Welcome to a laptop Battery specialist of the Acer Laptop Battery

With so many lithe and lovely Ultrabooks making their way through PC Pro's Labs, the dull grey of Acer's Aspire 5750G is enough to send anyone crashing back to earth. What Acer's budget 15.6in laptop lacks in looks, however, it more than makes up for with a generous specification: with a Core i3 CPU and a dedicated Nvidia graphics chipset, this £430 Acer crams in a huge amount for the money.

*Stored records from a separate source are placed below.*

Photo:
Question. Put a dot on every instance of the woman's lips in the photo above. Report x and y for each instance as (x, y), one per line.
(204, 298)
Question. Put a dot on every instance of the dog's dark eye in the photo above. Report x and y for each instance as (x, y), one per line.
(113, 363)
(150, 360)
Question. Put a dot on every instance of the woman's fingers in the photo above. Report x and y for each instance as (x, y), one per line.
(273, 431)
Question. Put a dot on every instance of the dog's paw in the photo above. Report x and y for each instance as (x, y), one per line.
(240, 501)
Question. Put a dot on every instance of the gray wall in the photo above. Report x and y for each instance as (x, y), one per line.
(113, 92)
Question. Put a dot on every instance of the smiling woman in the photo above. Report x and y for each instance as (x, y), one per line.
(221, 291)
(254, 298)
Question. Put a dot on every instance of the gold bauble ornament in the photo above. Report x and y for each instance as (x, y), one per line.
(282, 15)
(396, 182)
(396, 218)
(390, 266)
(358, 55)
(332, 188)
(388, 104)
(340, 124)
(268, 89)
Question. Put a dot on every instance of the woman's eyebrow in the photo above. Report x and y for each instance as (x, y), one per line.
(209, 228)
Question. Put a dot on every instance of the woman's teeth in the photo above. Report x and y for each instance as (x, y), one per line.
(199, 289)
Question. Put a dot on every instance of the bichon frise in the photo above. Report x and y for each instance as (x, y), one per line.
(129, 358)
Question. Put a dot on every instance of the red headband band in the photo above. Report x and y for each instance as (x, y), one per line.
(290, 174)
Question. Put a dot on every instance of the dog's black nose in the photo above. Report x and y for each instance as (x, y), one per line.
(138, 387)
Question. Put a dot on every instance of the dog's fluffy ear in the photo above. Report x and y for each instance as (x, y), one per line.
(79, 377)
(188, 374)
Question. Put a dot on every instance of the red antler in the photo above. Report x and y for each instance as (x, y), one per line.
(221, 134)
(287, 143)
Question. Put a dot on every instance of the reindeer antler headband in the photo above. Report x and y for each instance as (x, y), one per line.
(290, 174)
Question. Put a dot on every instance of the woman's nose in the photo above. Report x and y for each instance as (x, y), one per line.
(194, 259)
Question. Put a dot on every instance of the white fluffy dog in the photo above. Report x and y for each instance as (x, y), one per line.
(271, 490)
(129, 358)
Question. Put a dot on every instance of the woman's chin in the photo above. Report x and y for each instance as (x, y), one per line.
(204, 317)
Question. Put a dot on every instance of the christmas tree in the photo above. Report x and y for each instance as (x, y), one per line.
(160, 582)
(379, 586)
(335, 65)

It's a solid, sturdy laptop with a drab, mottled-grey interior and darker grey lid, broken up by a wash of glossy black around the screen and hinge. The large keyboard has well-spaced keys and a solid base beneath its flat-headed keys, and there's a numeric keypad, too. The touchpad is quite small, and the rocker-style buttons feel muffled when clicked, but on the whole it's a comfortable laptop to use for long periods.

Those periods won't be as long as the best here, but a light-use battery like Acer UM08A31 battery, Acer UM08A71 battery, Acer UM08A72 battery, Acer UM08B71 battery, Acer Aspire One battery, Acer SQU-410 battery, Acer TravelMate 2100 battery, Acer 1556 battery, Acer BTP-89BM battery, Acer TravelMate 4600 battery, Acer AS07B72 Battery, Acer Aspire 5520 Battery life of 6hrs 9mins is still exceedingly good. That's due, in the main, to Nvidia's Optimus technology, which automatically switches to the low-power graphics when appropriate. For more intensive tasks, the discrete Nvidia GeForce GT 540M chip roars into life. In the Crysis test at Medium quality settings, the Acer managed an impressive average of 36fps. It will comfortably play the many less demanding games released since Crysis first arrived to torment graphics cards.

The rest of the specification is perfectly acceptable budget fare. The 2.1GHz Core i3-2310M and 6GB of RAM are powerful enough to earn the Acer a result of 0.55 in our Real World benchmarks, and the 640GB hard disk is a welcome sight, too.

The 15.6in 1,366 x 768 screen is impressively bright, with a maximum brightness level of 261cd/m2 putting it well ahead of most budget laptops. Contrast still isn't particularly strong - the 196:1 contrast ratio is merely average - but colours are pretty accurate and the glossy finish doesn't prove too reflective under normal usage.

Connectivity is ample. There's one USB 3 port on the right edge, and two further USB 2 ports. It has both D-SUB and HDMI outputs on the left-edge. There's a card reader for all the major formats - including the less common xD-picture - on the tapered front edge, and there's a 1.3-megapixel webcam embedded into the display's bezel. Bluetooth is the only major omission.

This Acer doesn't have the fastest processor, and it's battery life isn't quite as good as the very best we've seen. But, for just £430, we'd gladly swap finesse and a little stamina for an almost perfect all-rounder. It isn't flashy in the slightest, but at this price, the Acer Aspire 5750G makes itself worthy of a place on the PC Pro A-List.